Willow bushes growing at the edge

Figure 1. Willow bushes growing at the edge of a drastically disturbed site at the crest of a slope, semi-arid and sub-humid climate

Perhaps, many environmental mitigation solutions are before our eyes? Could they become visible when we are prepared to risk that the understood may be misunderstood? That was the case for me. Upon further investigation and reflection, I realized that properly applied, I could prescribe willow fascines to support soil stability in eroding areas, be it erosion from water or wind. Yes, effectively apply the fascine strategy in a sub-xeric ecosystem, and expect them to live. So, I did just that, and it worked (Figure 2).

And this is why I still go to the field. So much to learn, so little time to learn it!!

 Established willow fascine application

Figure 2. Established willow fascine application in a pure sand microsite, semi-arid, and sub-humid climate.
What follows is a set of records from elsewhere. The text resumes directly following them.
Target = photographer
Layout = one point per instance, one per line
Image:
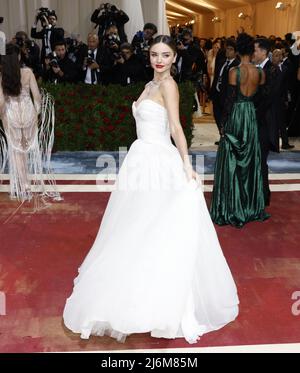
(58, 67)
(143, 39)
(30, 52)
(91, 73)
(49, 34)
(77, 49)
(128, 68)
(184, 61)
(107, 15)
(141, 44)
Seedling Establishment Quality: More than Green Side Up

Seedling establishment for reforestation can be done by anyone. Right?

When reforesting a historic industrial development within a forest land region, the proper re-establishment of native plants is a task that can easily be regarded as a simple, repetitive, and obligatory cost. It is work that anyone with a strong back and high tolerance for the resulting muscle pain can do. How hard can it be to carry a bag of seedlings and a shovel, stop every few meters, bend and plant, green side up?

Proper field execution of any reforestation project is a bit more complex, however. In a rush to get projects completed, work can suffer the pressure of management and implementation systems that are production driven. Problems arise from substandard practices associated with seedling handling, microsite selection, and final establishment techniques. Unfortunately, the results of poor reforestation practices, although inevitable, are often delayed by years, preventing efficient mitigation (See Figures 1 & 2). The result: compromised environmental and financial performance.

Disfigured planted trees

Figure 1. Disfigured planted trees established in 2010, excavated during site inspection, site 153004, 2015

Now, let this not be a reason to discount the importance of production. Au contraire! Meaningful production is fundamental in an economically viable management system! So, how do we make production operate at a maximum level and minimize quality control issues? We return to some basics, where we leave the office, exit the pickup truck, and walk the land (shovel in tow) to inspect and audit the performance of our field teams (microsite placement, seedling selection, waste handling, storage quality, etc.). This requires our most experienced, not least experienced professionals, to make sure that the work indicator of quality is more than Green Side Up, that performance feedback is prompt and that poor quality work does not define what is considered acceptable environmental impact mitigation.

Figure 2. Disfigured planted trees, 10 years post-establishment, site 153004.